Stanislas estalla en una carcajada.
—Tengo que confesarte que esto me divierte —dice—. ¿Qué se siente cuándo los problemas no se solucionan con dinero? —me pregunta con sorna y su marcado acento—. ¿Cuándo no puedes comprar la felicidad?
Bufo.
—¿Qué sabrás tú de mí? —espeto.
¿Qué sabrá este cerdo de mí?, me digo a mí mismo. ¿Qué sabrá de cómo era mi vida antes de conocer a Lea? ¿Qué sabrá del suplicio por el que me está haciendo pasar? ¿Y de que tiene secuestrada, no solo a mi esposa, a la madre de mis hijos, a mi amiga, a mi amante, sino también a la única persona que ha sido capaz de hacerme sentir, de enseñarme a amar?
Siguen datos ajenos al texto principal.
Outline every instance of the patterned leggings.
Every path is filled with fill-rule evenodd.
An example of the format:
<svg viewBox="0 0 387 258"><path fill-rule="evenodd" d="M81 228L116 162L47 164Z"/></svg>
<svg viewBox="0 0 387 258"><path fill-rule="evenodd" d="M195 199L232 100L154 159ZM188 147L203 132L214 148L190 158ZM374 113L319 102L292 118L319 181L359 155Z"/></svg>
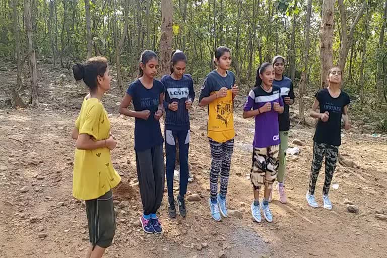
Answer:
<svg viewBox="0 0 387 258"><path fill-rule="evenodd" d="M310 169L310 178L309 181L309 194L314 194L317 177L322 165L322 159L325 155L325 181L322 188L322 194L326 196L328 195L333 173L336 168L338 154L339 146L314 142L313 147L313 163Z"/></svg>
<svg viewBox="0 0 387 258"><path fill-rule="evenodd" d="M234 139L225 143L218 143L211 138L210 147L211 149L211 169L210 172L210 189L211 200L216 200L218 194L218 179L220 173L220 195L226 197L227 194L228 176L230 174L230 166L231 156L234 151Z"/></svg>

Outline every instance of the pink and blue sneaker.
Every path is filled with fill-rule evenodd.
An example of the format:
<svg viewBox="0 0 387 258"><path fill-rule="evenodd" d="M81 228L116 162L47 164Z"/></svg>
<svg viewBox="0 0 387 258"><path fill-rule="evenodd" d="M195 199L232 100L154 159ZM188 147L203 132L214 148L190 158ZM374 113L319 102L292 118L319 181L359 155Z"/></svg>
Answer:
<svg viewBox="0 0 387 258"><path fill-rule="evenodd" d="M144 218L144 216L147 218ZM148 234L153 234L155 232L155 230L153 229L153 226L152 226L151 222L151 218L149 215L142 216L140 218L140 222L141 223L141 226L143 227L144 232Z"/></svg>

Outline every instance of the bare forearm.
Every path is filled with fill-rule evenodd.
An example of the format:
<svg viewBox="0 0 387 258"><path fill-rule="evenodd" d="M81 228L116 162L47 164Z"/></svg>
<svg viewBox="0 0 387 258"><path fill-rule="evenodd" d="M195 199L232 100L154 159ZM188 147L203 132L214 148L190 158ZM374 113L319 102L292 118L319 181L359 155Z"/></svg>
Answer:
<svg viewBox="0 0 387 258"><path fill-rule="evenodd" d="M349 118L348 118L348 115L347 114L343 114L342 115L342 117L343 117L343 120L344 121L344 123L349 123Z"/></svg>
<svg viewBox="0 0 387 258"><path fill-rule="evenodd" d="M77 149L78 150L96 150L106 147L106 140L94 141L91 138L77 140Z"/></svg>
<svg viewBox="0 0 387 258"><path fill-rule="evenodd" d="M160 106L160 105L159 105L159 106ZM131 110L126 107L120 108L119 109L119 113L127 116L136 117L137 118L140 118L141 115L139 111Z"/></svg>
<svg viewBox="0 0 387 258"><path fill-rule="evenodd" d="M244 118L248 118L249 117L252 117L253 116L255 116L255 115L258 115L261 113L260 112L260 109L259 108L257 109L254 109L253 110L245 110L243 111L242 116Z"/></svg>
<svg viewBox="0 0 387 258"><path fill-rule="evenodd" d="M214 93L211 95L209 96L208 97L203 98L202 99L202 100L201 100L200 102L199 102L199 106L201 107L207 106L217 98L216 93Z"/></svg>
<svg viewBox="0 0 387 258"><path fill-rule="evenodd" d="M320 118L321 117L321 113L318 112L316 112L314 110L310 110L310 113L309 113L309 115L310 115L310 116L314 118Z"/></svg>
<svg viewBox="0 0 387 258"><path fill-rule="evenodd" d="M75 127L71 133L71 138L74 140L77 140L78 139L78 128Z"/></svg>

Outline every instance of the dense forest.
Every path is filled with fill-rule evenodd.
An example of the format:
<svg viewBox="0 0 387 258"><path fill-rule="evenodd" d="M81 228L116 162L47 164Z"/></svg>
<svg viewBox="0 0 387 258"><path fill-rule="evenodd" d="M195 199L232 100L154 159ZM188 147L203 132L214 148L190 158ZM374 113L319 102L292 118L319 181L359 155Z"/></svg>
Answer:
<svg viewBox="0 0 387 258"><path fill-rule="evenodd" d="M14 98L28 73L31 80L23 82L31 85L33 106L38 105L36 60L70 69L104 55L124 88L144 49L160 54L162 62L178 48L200 82L219 45L232 49L242 87L253 83L260 63L281 54L300 101L305 89L326 87L332 65L344 71L343 87L359 107L382 108L387 100L387 0L0 0L0 56L29 64L18 70ZM168 29L169 41L163 32ZM300 113L303 107L301 102Z"/></svg>

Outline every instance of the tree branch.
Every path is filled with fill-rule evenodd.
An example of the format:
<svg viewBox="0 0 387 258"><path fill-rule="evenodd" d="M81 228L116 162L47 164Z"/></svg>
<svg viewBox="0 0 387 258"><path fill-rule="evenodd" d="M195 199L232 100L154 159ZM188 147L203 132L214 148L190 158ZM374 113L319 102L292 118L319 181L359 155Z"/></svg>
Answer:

—Sé lo que tengo que saber; que eres asquerosamente rico —responde Stanislas—. Y que estoy más que dispuesto a sacar tajada de ello. —Niego para mí—. Ya sabes el día, la hora y el lugar. Nos vemos allí.
Sin dejar que diga nada, cuelga el teléfono. Chasqueo la lengua y dejo caer los brazos a ambos lados del cuerpo. Entro de nuevo en la habitación y me quedo mirando a Kylie, que sigue durmiendo como si fuera un ángel.